Sorting

Beep and Boop have completed their shopping spree and now must return to the sun – but wait! On their way back to the spaceship, something catches their eye: a huge field of wheat. Boop can’t resist a good grain, so they take a little detour and speak to the farmer.

They find out that the farm has been having some trouble with its mills – they cannot properly separate the wheat from the chaff, meaning there is good wheat being thrown out, and bad chaff getting mixed in with the wheat! Indubitably, this is a job for Beep and Boop.

Part 1: The Test Suite Life of Beep and Boop

The wheat huller uses a function sort(lst :: List<Number>) -> List<Number> that takes in a list of numbers and outputs the same list, but arranged in ascending order. For example:

>>> sort([list: 4,3,5,1])
[list: 1,2,3,4]

Work with your partner to come up with a good set of examples on which to test sort. What are the different list contents that would seem important to test?

Discuss the following questions with your partner:

What are some inputs that sort would need to handle?
What might incorrect implementations get wrong?

What makes a good test suite?

One way to think of a test suite is as a classifier. Specifically, when given a program, a test suite classifies it as either correct or incorrect. A good test suite, therefore, correctly identifies correct programs as “correct” and incorrect programs as “incorrect”.

Based on that definition, we can use a program called Examplar to determine how good a suite of tests is. Examplar will run your tests against correct implementations (called “wheats”) and incorrect implementations (called “chaffs”) of sort. It will let you know how many of the “wheats” successfully passed your tests and how many of the “chaffs” were successfully caught.

Your goal is to write a comprehensive test suite (this doesn’t mean long!) that will cause wheats to pass and chaffs to fail.
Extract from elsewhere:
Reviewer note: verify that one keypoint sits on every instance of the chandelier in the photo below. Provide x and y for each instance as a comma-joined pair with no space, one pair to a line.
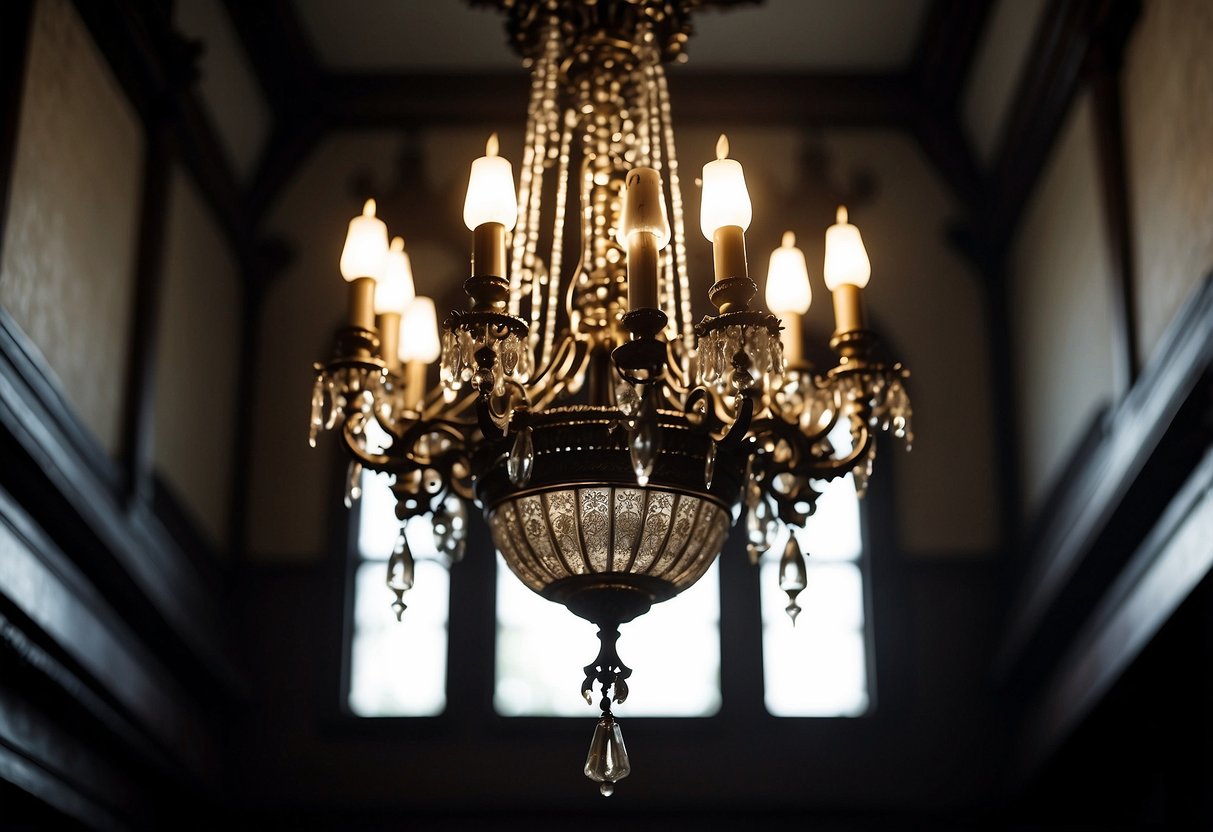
609,440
Chaffs are typically versions of the program that kind of work, but will break for certain cases – your job is to identify these potential weaknesses.

Click here to open Examplar (You will need to sign into your brown.edu account). Once you open it, you should see a regular Pyret definitions window on the left. In the definitions window is a check block with a test template. Fill in the template with a test of your own and press run. You should see something that looks like the following:

On the left is the number of wheats that your test suite accepted. If any wheats aren’t accepted, one of your tests is incorrect.

On the right is the number of chaffs that were rejected. A chaff is rejected if it fails one of the tests in your set (which it should!).

Write new tests until your test suite successfully catches all of the chaffs.

When writing tests for any of your functions, you should strive to cover all of your bases, which includes making sure that your program works on general cases, but also on edge cases. The point of writing chaff tests is to ensure that your function is not missing anything and will work on all possible inputs.

Woohoo! You, Beep, and Boop have successfully identified the bad pieces of the huller’s sorting algorithm. The farmer can now rectify these issues and get back to running his farm.

Part 2: List Sorting

The farmer fixed the sorting program, but it’s not fast enough! Boop eats a lot of bread, and the mills cannot keep up with Boop’s bread consumption.

You’ve thought about what kinds of inputs sort would need to handle, so now we’re going to look at some different ways to implement it.

What’s a sorting algorithm?
There are many ways to sort a list. Some are faster than others, whereas others work very well on certain kinds of inputs and very poorly on others.

A sorting algorithm is a series of steps that outline a particular way to sort a list. In this part of lab, we will look at two: selection sort and mergesort.

SELECTION SORT

If the input list is empty: return the empty list.
Otherwise:
- Find the smallest element in the list
  eg: [list: 3,6,1,8,9]
- Put it at the beginning of the list
  eg: [list: 1,3,6,8,9]
- Link it to the recursive call on the rest of the list

MERGE SORT

If the input list is empty: return the empty list
If the input list contains a single element: return a list containing just that element.
Otherwise:
- Split the list in half
- Run mergesort (recursively) on both halves
- Merge* the now-sorted halves
*Merge is a helper function that merges two sorted lists into a single sorted list.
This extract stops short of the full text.